Postby xenodora » 18 Sep 2016, 15:43

I've made a small cosmetic change, that arranges the order of triangles on the terrain to best match the the convex hull that the physics uses under the hood.
In the example pics, the before is on the left and the after is on the right. It reduces the amount of standing on air, and also makes the craters left by self destructing fire imps a little nicer.
stick-reshape-1.jpg
stick-reshape-2.jpg


I've spent some time re-exporting models to fix problems with bad physic models. In the process I fixed a bug in the exporter that caused it to use the wrong UV mapping. I've also fixed the table to use a texture, and added custom physics geometry, so it's a table with proper legs and not a convex hull generated from the render geometry.
screenshot-1474199254.jpg
screenshot-1474199335.jpg
Not all models have been re-exported, so there will still be some with bad or wrong shapes. Some models will also need custom physics geometry added to them so they behave better (some have too much fine detail due to their render geometry, or the convex hull shape is a poor fit (particularly on chairs)).

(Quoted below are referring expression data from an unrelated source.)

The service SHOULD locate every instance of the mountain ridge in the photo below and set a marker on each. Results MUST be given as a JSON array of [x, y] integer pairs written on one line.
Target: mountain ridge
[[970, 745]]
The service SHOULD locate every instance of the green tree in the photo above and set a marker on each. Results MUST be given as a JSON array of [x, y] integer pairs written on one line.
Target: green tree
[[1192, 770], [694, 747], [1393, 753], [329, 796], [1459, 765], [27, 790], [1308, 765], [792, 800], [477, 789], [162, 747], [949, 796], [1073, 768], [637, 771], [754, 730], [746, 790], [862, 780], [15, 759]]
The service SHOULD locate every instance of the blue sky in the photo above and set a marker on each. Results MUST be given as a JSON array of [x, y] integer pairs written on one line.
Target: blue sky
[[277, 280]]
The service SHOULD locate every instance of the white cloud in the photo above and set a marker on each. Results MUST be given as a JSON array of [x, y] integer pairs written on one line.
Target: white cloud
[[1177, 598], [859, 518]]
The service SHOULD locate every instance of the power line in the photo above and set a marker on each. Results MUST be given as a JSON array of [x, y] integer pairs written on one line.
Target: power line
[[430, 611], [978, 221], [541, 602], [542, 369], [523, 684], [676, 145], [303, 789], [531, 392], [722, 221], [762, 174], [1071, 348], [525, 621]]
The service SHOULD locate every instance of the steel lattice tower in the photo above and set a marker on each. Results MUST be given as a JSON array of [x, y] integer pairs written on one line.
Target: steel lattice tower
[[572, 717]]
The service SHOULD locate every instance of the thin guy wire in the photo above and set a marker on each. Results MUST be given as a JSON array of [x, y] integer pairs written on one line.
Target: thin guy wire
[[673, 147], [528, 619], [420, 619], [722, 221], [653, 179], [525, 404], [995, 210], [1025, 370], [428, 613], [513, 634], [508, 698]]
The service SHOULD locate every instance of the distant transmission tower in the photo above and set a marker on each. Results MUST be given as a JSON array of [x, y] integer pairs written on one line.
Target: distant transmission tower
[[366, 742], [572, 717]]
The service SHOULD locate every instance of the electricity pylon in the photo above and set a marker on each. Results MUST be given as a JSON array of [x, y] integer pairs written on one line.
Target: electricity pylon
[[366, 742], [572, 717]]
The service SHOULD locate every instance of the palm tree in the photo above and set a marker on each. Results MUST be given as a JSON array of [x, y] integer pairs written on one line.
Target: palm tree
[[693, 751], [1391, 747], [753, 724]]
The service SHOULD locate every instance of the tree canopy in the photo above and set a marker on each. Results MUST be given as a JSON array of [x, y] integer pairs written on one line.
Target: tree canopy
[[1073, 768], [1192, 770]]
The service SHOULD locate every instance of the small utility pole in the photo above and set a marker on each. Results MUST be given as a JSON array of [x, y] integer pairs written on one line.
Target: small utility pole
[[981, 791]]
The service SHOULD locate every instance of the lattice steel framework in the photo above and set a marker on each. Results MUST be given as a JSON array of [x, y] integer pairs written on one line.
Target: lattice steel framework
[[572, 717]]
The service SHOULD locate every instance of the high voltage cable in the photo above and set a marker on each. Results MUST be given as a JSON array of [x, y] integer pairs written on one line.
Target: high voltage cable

In doing the above, I've discovered how little your companion cares for furniture in her effort to stay close to you.

Finally I've been working on improving the source code documentation, by documenting classes in more detail, and adding a main page to given an overview of the code base. The exercise might be a case of the blind leading the blind, but its helpful to me to better learn the code base, and hopefully useful to otherwise wanting to dabble with it.